The TextRank paper publishes results on keyword extraction and sentence extraction. Sentence extraction is a processes of pulling (important) sentences out of a body of text which can be used as a summary of the whole text.
TextRank for Keyword Extraction: TextRank fundamentally operates on graphs, thus the process of creating the graph is of much importance. The authors designed a connection heuristic based on the similarity of two sentences. The more similar the sentences, the stronger the connection. Their function to compare sentence similarity is quite simple, looking at the occurrence of shared tokens between the two sentences. They note that they normalize so not to promote only longer sentences.

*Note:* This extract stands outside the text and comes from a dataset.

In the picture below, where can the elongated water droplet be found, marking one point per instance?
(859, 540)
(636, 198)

Recommendation: The authors point out a really important point I think is crucial to understanding the power of PageRank and algorithms like it. The idea is that each node in the matrix casts votes (in one way or another) and you can think of that voting as a recommendation of sorts. What PageRank offers is an algorithm to determine the importance of nodes in a complex voting election. What this paper excels at in my opinion is the application of that recommendation algorithm to the inherit voting that can be anthropomorphized in a body of text. In sentence extraction, each sentence is casting a vote for other sentences based on its content, and the TextRank algorithm helps sort out the most important of sentences. The non-obvious outcome of that is the sentences that summarize the whole work will rise up the importance ladder to identify summary statements.
Example: Recreating figure 3 from the paper, you are able to see how like sentences vote for each other. I think it is worthwhile to study the figure for a while.

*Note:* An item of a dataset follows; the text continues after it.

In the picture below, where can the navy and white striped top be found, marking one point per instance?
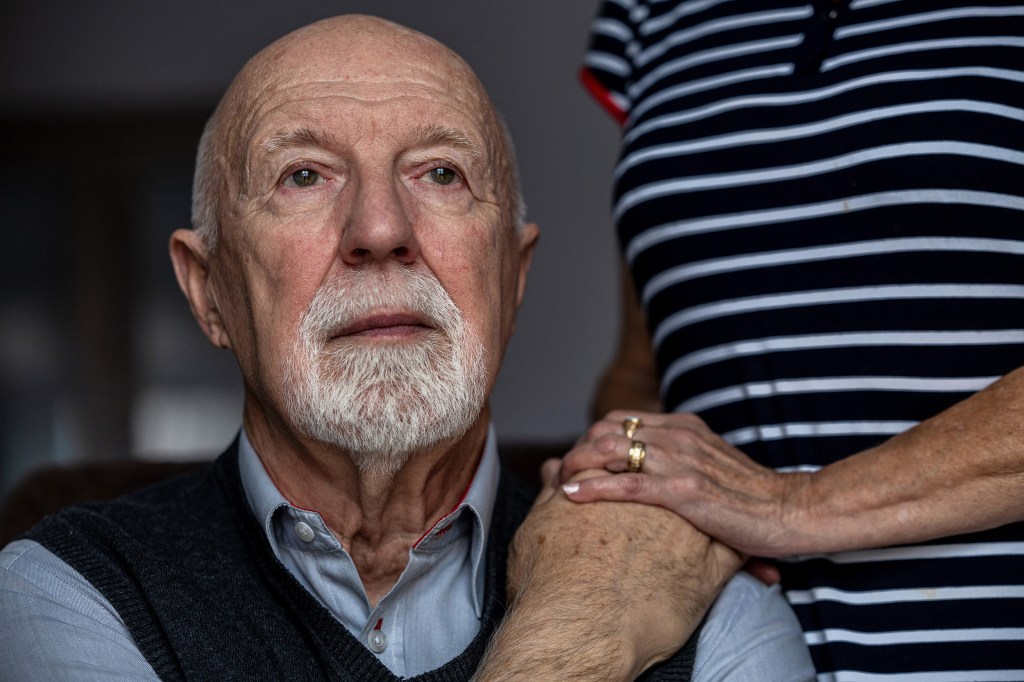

Why TextRank Works Well: The authors provide a few reasons why they see TextRank to work. A few compelling ideas I think they have are:
- Global reach: the algorithm is able to compute on the whole body of text at once
- Unsupervised: it doesn’t need to transfer knowledge from anywhere else
And one concluding remark I have is the power of the PageRank algorithm to solve a variety of tasks is analogous to machine learning. Taking the same problem applied to seemly very different tasks still provides great results because there is something fundamental about the underlying algorithms that are powerful. This was a fun way to see Pagerank used in other contexts, and how simple linear algebra can lead to remarkable results.